Bisognerà ancora una volta valutare se e in che modo queste iniziative risulteranno avere impatti realmente positivi come la Legge Golfo-Mosca ha dimostrato.
Note
[1] Ogni anno, dal 2013, EIGE misura il Gender Euality Index dei paesi europei volto a fornire una valutazione dei progressi sull'uguaglianza di genere. L'indice si basa su una metodologia composita di 31 indicatori afferenti ai domini del lavoro, della finanza, della conoscenza, del tempo, del potere e della salute a cui si è successivamente aggiunto il dominio della violenza contro le donne e l’approccio intersezionale di analisi.

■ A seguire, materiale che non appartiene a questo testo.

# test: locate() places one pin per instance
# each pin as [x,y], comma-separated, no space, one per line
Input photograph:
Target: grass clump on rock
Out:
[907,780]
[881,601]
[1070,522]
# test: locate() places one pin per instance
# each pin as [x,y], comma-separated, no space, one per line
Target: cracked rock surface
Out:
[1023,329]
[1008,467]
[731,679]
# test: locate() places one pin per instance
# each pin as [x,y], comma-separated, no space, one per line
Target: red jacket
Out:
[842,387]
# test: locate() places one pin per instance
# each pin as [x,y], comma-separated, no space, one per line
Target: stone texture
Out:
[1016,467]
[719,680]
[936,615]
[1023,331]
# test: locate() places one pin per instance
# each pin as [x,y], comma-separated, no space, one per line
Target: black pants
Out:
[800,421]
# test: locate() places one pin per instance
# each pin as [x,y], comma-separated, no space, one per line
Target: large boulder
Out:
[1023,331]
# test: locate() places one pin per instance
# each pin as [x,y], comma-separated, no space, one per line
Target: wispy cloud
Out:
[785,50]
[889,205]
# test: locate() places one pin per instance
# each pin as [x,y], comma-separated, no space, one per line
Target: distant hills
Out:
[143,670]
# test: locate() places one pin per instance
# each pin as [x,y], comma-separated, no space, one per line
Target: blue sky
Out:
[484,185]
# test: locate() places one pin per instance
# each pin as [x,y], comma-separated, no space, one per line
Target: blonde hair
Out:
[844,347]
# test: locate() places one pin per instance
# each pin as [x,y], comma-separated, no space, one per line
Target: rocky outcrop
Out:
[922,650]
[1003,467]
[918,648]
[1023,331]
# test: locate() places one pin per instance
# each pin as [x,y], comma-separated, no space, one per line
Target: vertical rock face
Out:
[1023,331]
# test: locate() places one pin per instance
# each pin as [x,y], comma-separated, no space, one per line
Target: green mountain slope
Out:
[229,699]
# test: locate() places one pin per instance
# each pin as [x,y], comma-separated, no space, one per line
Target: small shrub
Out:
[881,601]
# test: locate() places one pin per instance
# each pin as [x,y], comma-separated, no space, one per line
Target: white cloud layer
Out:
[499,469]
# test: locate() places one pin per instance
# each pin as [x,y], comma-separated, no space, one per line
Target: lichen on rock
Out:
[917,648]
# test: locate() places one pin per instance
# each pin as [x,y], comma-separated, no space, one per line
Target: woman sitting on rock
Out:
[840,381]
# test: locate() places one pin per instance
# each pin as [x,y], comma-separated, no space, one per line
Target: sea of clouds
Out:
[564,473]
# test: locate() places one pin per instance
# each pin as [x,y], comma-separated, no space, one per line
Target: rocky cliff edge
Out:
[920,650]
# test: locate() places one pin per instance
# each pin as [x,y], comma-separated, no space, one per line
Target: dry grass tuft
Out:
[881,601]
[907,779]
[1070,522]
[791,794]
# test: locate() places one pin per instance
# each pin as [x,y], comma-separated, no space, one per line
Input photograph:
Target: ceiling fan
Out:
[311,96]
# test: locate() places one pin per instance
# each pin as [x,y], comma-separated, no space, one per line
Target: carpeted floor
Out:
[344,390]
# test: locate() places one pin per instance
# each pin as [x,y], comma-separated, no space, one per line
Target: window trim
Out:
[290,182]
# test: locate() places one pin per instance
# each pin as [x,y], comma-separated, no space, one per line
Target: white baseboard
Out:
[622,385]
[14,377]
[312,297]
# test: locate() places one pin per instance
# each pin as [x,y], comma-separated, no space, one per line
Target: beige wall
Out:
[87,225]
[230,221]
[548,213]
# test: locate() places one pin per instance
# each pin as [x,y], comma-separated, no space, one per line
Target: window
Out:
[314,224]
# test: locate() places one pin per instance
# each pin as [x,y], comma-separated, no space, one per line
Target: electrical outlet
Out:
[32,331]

[2] La legge Golfo Mosca ha imposto una presenza di almeno 1/5 di ciascun genere per la prima elezione degli organi successiva al 12 agosto 2012. La quota è poi aumentata a 1/3 per le due elezioni successive, ed ha poi raggiunto il 40% nel dicembre 2019 per le ulteriori tre elezioni.
[3] Attualmente, sette paesi dell’Unione europea hanno implementato dei sistemi di quote di genere per le imprese quotate in borsa: Francia e Italia (40%), Belgio e Portogallo (33%), Austria e Germania (30%), e Grecia (25%)). In Olanda, una proposta legislativa sul 33% è stata recentemente approvata dal parlamento, e sarà implementata a partire dal 2022.
[4] Dal 1 gennaio 2022 inoltre nella proposta di legge si introduce un meccanismo di premialità per le aziende in possesso del certificato di parità nell’ambito della valutazione da parte di autorità di fondi europei, nazionali e regionali, di proposte progettuali ai fini del riconoscimento di aiuti di stato al cofinanziamento degli investimenti sostenuti. Viene inoltre prevista una relazione al Parlamento, da redigere ogni due anni, con i risultati del monitoraggio sull'applicazione della legislazione in materia di parità e pari opportunità nel lavoro e sulla valutazione degli effetti delle disposizioni. Viene quindi finalmente istituita una verifica di veridicità dei rapporti presentati dalle imprese e introdotto un meccanismo sanzionatorio amministrativo in caso di inosservanza o dichiarazioni mendaci.